Blue Angels Practices & Shows

Roughly 11 million people view the Blue Angels every year at air shows across the U.S. and in Canada, with more than 50,000 others seeing the team during its annual hospital and school visits.

During the show season, which lasts from March to November, the Blue Angels hold weekly practices out of NAS Pensacola. A fine place to see these practice flights—which usually last about an hour—is at the National Naval Aviation Museum on the base, where bleacher and chair seating are available at the Museum Flight Line. Chair service, concessions, and Blue Angels merchandise are also on hand for purchase during these practice flights, which normally take place at 11:30 AM and are (as you’d expect) subject to weather. Most Wednesday practices are followed by Blue Angels meet-and-greets and autograph sessions at the museum, by the way.

(The National Naval Aviation Museum, meanwhile, is a must-see for Blue Angels fans: Its Blue Angels Atrium displays a formation of vintage demonstration aircraft, while the Blue Angels 4D Experience gives you the illusion of participating in one of these world-famous air shows.)

Another good spot to watch Blue Angels practices?

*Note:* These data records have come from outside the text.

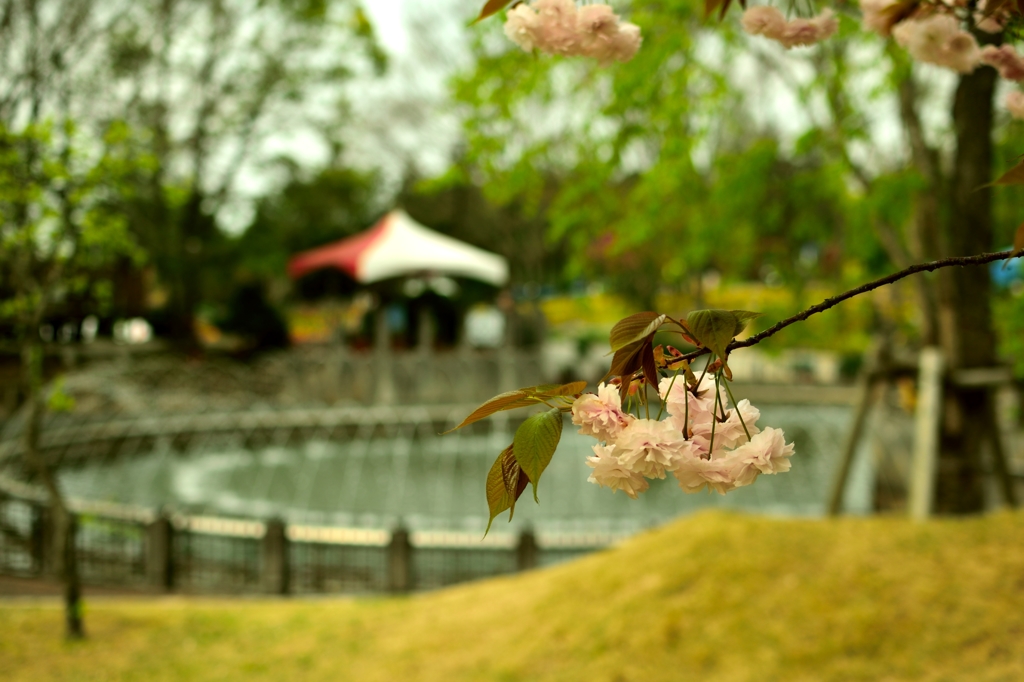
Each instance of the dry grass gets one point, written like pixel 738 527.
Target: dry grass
pixel 712 597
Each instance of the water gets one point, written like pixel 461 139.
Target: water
pixel 428 482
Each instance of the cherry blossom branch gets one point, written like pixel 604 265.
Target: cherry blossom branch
pixel 863 289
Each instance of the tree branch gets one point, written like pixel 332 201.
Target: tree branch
pixel 863 289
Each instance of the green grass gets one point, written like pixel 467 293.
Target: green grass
pixel 712 597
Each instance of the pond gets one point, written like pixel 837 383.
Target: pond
pixel 411 475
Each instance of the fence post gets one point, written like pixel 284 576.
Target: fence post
pixel 399 560
pixel 926 433
pixel 526 551
pixel 40 540
pixel 160 554
pixel 275 568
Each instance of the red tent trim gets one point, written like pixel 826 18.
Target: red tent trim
pixel 343 255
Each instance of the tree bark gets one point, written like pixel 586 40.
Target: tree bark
pixel 62 549
pixel 965 316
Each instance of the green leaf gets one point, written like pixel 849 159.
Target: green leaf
pixel 535 443
pixel 633 329
pixel 714 329
pixel 554 390
pixel 508 400
pixel 520 397
pixel 743 316
pixel 491 8
pixel 1013 176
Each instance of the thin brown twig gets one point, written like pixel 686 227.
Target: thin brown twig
pixel 980 259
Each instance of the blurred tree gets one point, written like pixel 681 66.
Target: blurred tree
pixel 60 227
pixel 669 175
pixel 669 155
pixel 211 84
pixel 309 211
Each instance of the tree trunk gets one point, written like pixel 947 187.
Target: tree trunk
pixel 965 317
pixel 62 548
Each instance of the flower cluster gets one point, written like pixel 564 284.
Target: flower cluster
pixel 938 39
pixel 558 27
pixel 769 22
pixel 700 442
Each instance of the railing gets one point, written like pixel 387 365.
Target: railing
pixel 140 550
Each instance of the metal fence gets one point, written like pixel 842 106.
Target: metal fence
pixel 138 550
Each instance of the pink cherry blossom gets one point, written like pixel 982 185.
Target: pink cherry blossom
pixel 650 448
pixel 1006 59
pixel 609 472
pixel 558 27
pixel 767 452
pixel 600 416
pixel 695 473
pixel 763 20
pixel 729 433
pixel 768 22
pixel 878 15
pixel 938 39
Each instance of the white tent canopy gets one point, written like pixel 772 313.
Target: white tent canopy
pixel 398 246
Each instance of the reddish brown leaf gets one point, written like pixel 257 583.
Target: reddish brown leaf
pixel 514 477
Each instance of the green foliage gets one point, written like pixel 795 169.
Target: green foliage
pixel 1008 314
pixel 522 397
pixel 535 443
pixel 307 212
pixel 716 329
pixel 668 175
pixel 61 223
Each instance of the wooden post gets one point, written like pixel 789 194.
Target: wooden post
pixel 526 551
pixel 926 433
pixel 399 561
pixel 275 565
pixel 999 462
pixel 865 398
pixel 160 554
pixel 384 381
pixel 40 541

The Pensacola Lighthouse, also situated on NAS Pensacola. 

The Blue Angels air shows feature some truly spectacular aerobatics pulled off by jets in formation as well as “Solos.” The Hornets reach speeds of about 700 miles per hour—just shy of Mach 1—during the show’s Sneak Pass routine. Depending on weather conditions, some of the demonstrations may take place as high as 15,000 feet, the altitude at which the Opposing Solo pilot often executes a Vertical Roll. The lowest-altitude routine is that Sneak Pass, which the Head Solo may perform a mere 50 feet off the ground. In the Diamond 360 formation, meanwhile, the Blue Angels jets are a mere foot-and-a-half apart.

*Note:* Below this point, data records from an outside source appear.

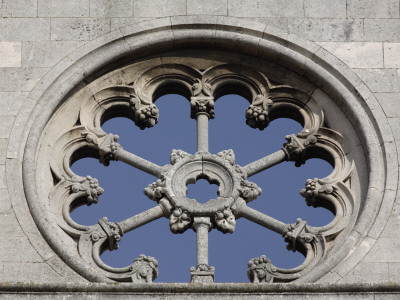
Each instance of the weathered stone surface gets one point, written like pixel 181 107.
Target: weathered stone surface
pixel 19 8
pixel 368 272
pixel 8 221
pixel 60 8
pixel 357 54
pixel 46 53
pixel 10 54
pixel 27 255
pixel 391 54
pixel 381 80
pixel 24 29
pixel 78 29
pixel 26 25
pixel 6 125
pixel 330 9
pixel 323 29
pixel 20 79
pixel 382 30
pixel 384 251
pixel 373 9
pixel 10 102
pixel 389 101
pixel 207 7
pixel 158 8
pixel 116 8
pixel 24 272
pixel 268 8
pixel 5 204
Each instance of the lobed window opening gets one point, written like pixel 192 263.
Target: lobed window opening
pixel 249 150
pixel 124 189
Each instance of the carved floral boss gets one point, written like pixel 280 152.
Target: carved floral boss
pixel 235 190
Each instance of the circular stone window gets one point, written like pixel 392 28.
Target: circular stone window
pixel 334 128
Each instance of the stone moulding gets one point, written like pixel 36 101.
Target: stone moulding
pixel 293 53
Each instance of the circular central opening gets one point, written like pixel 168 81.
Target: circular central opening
pixel 202 190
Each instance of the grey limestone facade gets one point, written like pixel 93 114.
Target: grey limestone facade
pixel 66 66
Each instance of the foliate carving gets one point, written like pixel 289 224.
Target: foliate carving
pixel 177 155
pixel 144 269
pixel 155 190
pixel 91 187
pixel 146 114
pixel 202 105
pixel 113 231
pixel 249 190
pixel 202 274
pixel 313 189
pixel 228 155
pixel 261 270
pixel 257 112
pixel 108 149
pixel 179 221
pixel 296 147
pixel 225 221
pixel 298 232
pixel 201 88
pixel 90 138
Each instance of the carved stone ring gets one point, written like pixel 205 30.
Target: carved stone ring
pixel 268 101
pixel 213 168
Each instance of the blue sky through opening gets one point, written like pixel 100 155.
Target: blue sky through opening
pixel 176 253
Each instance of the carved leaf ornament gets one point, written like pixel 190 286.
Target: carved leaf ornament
pixel 268 101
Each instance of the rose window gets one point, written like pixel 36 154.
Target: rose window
pixel 131 92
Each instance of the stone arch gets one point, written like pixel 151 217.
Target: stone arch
pixel 302 57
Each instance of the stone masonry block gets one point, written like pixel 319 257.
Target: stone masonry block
pixel 278 24
pixel 5 204
pixel 62 8
pixel 122 22
pixel 395 125
pixel 373 9
pixel 328 9
pixel 207 7
pixel 2 177
pixel 10 54
pixel 267 8
pixel 5 129
pixel 385 250
pixel 28 255
pixel 392 55
pixel 24 29
pixel 8 223
pixel 390 103
pixel 382 30
pixel 78 29
pixel 159 8
pixel 20 79
pixel 380 80
pixel 46 53
pixel 3 154
pixel 394 272
pixel 357 54
pixel 10 102
pixel 19 8
pixel 115 8
pixel 25 272
pixel 368 273
pixel 326 30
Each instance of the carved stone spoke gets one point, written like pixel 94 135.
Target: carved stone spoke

The rolls, loops, banks, turns, formation switches, and other maneuvers are made more conspicuous by the trails of smoke issued by the jets: product of a biodegradable, environmentally friendly oil being pumped onto the exhaust nozzles and thereby vaporized. 

2022 Blue Angels Schedule

You can keep track of updates and peruse the full season calendar —including scheduled practices and autograph sessions—right here. Currently, scheduled shows in Pensacola include the Pensacola Beach Air Show on July 9th and the Blue Angels Homecoming Air Show at NAS Pensacola on November 11th and 12th. 

Whether a practice or an actual show, seeing the Blue Angels in action is easily one of the most unforgettable experiences on the Florida Panhandle: You’ll be rewarded for making the effort to catch one!